Alors que le film s’engage sur une période de 24 heures, les séquences d’ouverture et de clôture se déroulent la nuit, dépeignant le phare d’El Morro, qui scintille dans l’obscurité, et les gardiens de la nuit. Le film s’ouvre avec un gros plan extrême sur les yeux et les lunettes de la statue de John Lennon, la nuit, dans un parc situé dans le quartier du Vedado à La Havane. Le regard, et les lunettes comme appareil oculaire, fixent un parc urbain mal éclairé, et sont dévisagés par un gardien assis sur une chaise. La scène est statique, et comme le remarque Elliott Young (2007), la pénurie est matériellement inscrite dans la chaise décrépie sur laquelle les gardiens effectuent leur travail, ainsi que dans la raison même pour laquelle ils gardent la statue : empêcher les gens de voler les verres (40). La statue de John Lennon a été inaugurée par Fidel Castro en 2000 en prononçant les fameuses répliques de la chanson Imagine : « You may say that I’m a dreamer but I’m not the only one » (Young 2007 : 40), après que la musique des Beatles ait été interdite à Cuba pendant des décennies, en signe de résistance contre la musique populaire capitaliste.

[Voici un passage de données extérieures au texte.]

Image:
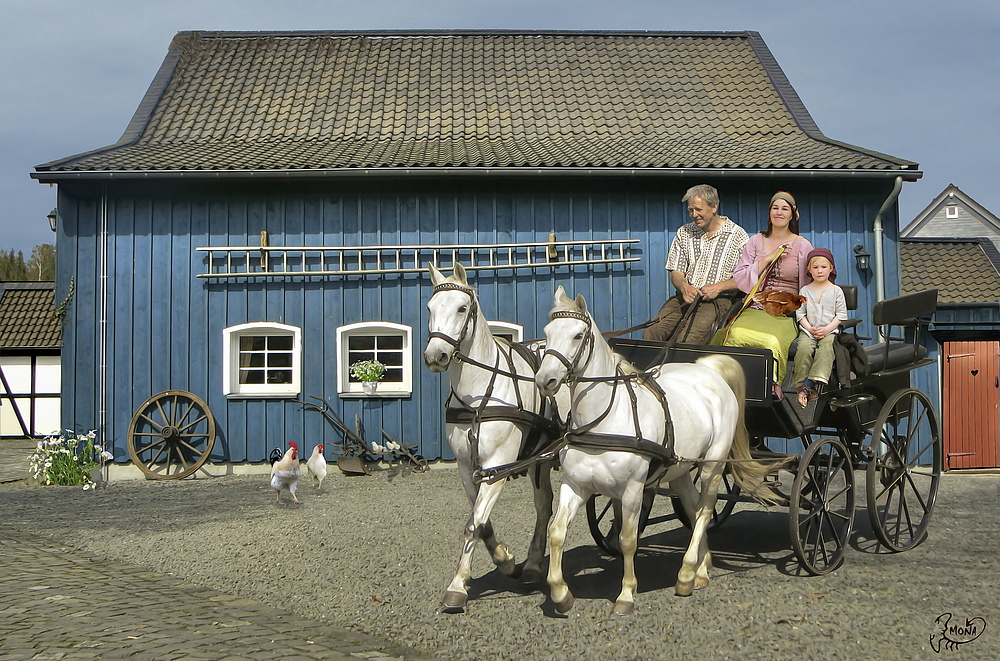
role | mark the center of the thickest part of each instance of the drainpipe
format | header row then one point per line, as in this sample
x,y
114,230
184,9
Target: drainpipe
x,y
877,229
102,335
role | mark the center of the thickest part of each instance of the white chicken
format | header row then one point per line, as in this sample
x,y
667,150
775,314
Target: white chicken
x,y
317,466
285,472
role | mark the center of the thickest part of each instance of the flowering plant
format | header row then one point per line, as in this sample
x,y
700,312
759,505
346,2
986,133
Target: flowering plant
x,y
368,370
67,459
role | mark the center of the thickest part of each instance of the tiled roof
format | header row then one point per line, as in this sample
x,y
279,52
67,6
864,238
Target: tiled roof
x,y
27,316
331,100
962,270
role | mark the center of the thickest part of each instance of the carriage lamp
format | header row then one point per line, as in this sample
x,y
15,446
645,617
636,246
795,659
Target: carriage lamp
x,y
862,256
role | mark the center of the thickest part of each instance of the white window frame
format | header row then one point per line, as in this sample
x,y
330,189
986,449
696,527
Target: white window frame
x,y
231,361
516,331
347,388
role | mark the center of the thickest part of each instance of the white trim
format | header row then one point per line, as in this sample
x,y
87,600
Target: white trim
x,y
386,388
231,385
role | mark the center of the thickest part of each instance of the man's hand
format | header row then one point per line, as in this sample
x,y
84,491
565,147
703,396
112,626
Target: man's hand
x,y
690,293
710,292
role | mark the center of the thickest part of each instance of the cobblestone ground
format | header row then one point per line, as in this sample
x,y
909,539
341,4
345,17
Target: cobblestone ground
x,y
212,567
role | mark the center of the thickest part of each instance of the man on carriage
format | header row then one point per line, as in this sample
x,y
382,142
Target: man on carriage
x,y
700,261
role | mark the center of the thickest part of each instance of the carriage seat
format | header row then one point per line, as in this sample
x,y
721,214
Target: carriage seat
x,y
903,312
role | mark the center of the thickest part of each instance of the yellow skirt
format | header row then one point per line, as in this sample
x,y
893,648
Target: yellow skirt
x,y
756,328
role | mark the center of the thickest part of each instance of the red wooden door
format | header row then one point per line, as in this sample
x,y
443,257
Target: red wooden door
x,y
971,397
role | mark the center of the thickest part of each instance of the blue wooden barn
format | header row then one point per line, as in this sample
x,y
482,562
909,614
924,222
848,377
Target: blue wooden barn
x,y
267,216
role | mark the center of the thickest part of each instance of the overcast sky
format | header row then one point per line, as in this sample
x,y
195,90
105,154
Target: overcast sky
x,y
917,79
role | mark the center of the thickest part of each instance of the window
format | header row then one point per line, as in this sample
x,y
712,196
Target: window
x,y
383,341
262,360
510,332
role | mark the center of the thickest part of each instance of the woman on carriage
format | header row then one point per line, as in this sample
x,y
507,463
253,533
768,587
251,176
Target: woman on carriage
x,y
773,260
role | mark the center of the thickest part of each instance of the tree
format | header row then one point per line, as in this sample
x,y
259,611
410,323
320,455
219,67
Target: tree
x,y
12,266
43,262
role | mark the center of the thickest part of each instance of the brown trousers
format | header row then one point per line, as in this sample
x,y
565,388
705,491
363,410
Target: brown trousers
x,y
698,329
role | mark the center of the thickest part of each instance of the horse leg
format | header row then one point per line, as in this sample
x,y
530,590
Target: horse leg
x,y
694,572
628,538
478,527
570,502
531,573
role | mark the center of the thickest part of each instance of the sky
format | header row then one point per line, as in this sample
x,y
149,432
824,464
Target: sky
x,y
916,79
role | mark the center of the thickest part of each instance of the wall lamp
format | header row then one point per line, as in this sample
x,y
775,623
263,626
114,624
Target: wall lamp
x,y
862,256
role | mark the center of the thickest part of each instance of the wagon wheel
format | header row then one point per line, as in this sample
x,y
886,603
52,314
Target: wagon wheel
x,y
171,435
729,492
904,470
821,511
603,516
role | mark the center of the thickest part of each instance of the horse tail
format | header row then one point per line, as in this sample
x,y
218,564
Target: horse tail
x,y
748,473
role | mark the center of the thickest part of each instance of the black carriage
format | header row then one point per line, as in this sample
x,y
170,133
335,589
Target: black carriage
x,y
868,418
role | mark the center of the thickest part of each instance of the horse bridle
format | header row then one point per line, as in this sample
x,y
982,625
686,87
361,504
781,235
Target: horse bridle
x,y
588,343
470,317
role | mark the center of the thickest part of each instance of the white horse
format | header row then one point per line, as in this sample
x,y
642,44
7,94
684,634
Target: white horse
x,y
493,412
621,420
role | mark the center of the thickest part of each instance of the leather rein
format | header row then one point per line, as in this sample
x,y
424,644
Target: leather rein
x,y
584,436
537,423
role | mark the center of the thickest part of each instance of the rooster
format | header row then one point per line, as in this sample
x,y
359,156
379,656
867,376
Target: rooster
x,y
285,472
317,466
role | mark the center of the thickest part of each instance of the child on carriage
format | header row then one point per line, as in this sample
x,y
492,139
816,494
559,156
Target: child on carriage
x,y
825,308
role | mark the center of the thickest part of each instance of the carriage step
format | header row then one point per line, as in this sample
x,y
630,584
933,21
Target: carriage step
x,y
849,401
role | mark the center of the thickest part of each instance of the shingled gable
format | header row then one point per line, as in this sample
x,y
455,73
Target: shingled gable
x,y
28,317
308,103
962,270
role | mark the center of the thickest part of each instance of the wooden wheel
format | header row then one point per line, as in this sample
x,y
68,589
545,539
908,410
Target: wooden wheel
x,y
171,435
821,511
904,470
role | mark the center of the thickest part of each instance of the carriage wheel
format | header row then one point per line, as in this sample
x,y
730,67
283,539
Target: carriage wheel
x,y
171,435
904,470
603,516
821,512
729,492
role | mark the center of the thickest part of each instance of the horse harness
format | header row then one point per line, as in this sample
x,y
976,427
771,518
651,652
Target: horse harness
x,y
584,436
537,423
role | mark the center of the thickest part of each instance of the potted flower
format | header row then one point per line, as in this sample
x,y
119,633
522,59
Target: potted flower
x,y
69,459
369,373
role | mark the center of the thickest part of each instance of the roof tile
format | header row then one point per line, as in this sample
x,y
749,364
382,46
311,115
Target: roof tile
x,y
314,100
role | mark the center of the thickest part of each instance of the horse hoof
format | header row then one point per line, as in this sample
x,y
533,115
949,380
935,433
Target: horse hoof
x,y
624,608
684,588
531,577
564,606
509,568
454,602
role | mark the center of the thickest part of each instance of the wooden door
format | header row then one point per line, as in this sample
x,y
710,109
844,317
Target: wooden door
x,y
971,396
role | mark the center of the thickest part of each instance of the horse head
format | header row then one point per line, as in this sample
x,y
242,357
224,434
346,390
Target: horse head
x,y
569,342
453,310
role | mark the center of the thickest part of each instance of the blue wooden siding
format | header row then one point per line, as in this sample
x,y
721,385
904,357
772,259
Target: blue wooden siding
x,y
164,324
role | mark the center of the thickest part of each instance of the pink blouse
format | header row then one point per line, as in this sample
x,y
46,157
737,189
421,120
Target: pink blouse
x,y
789,274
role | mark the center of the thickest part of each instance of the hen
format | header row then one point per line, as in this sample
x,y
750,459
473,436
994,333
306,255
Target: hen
x,y
285,472
317,466
779,303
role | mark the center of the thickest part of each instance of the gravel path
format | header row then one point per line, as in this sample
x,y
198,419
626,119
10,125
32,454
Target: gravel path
x,y
375,554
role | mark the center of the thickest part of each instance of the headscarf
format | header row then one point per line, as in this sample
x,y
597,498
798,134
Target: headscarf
x,y
822,252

Comme le rappelle Young, les gardiens de la statue pourraient être vus comme préservant le rêve socialiste (2007: 40), mais nous soutenons que les films cubains du début des années 2000 ont utilisé ces figures nocturnes pour puiser dans un imaginaire de suspension du temps présent et de désespoir pour l’avenir, que nous appelons l’imaginaire du désenchantement. Au début, le film montre le changement de garde à l’aube alors que le soleil se lève lentement sur la capitale. Le gardien du petit matin est assis seul sur une chaise et regarde dans les lunettes de John Lennon. La scène suivante se déplace dans l’agitation de la routine quotidienne, la caméra suit différentes personnes dans leurs activités. De gros plans extrêmes sur les lunettes de Lennon, les yeux du gardien, et le regard et les lunettes d’autres personnes parsèment le film, rappelant ainsi qu’il entend montrer la vie quotidienne cubaine à travers la perspective des habitants. Alors que le cycle quotidien se termine et que l’on entre dans la soirée, le film montre des activités nocturnes courantes : un concert de Silvio Rodrìguez, un ballet classique au théâtre, des danses sociales, un spectacle de drag queen, et enfin des gens qui lentement se couchent. Un long plan rapproché montre des personnes regardant dans le noir avant de s’endormir. Lorsque le dernier protagoniste ferme la porte de sa chambre en se couchant, le seul qui est éveillé est le gardien solitaire qui fixe la statue de John Lennon. La scène finale dépeint le changement des gardiens sous une pluie battante la nuit, alors qu’ils échangent des boissons chaudes et continuent à surveillent la statue pendant que tout le monde est endormi. John Lennon et le gardien se regardent, et enfin le phare d’El Morro éclaire les ténèbres d’éclats de lumière.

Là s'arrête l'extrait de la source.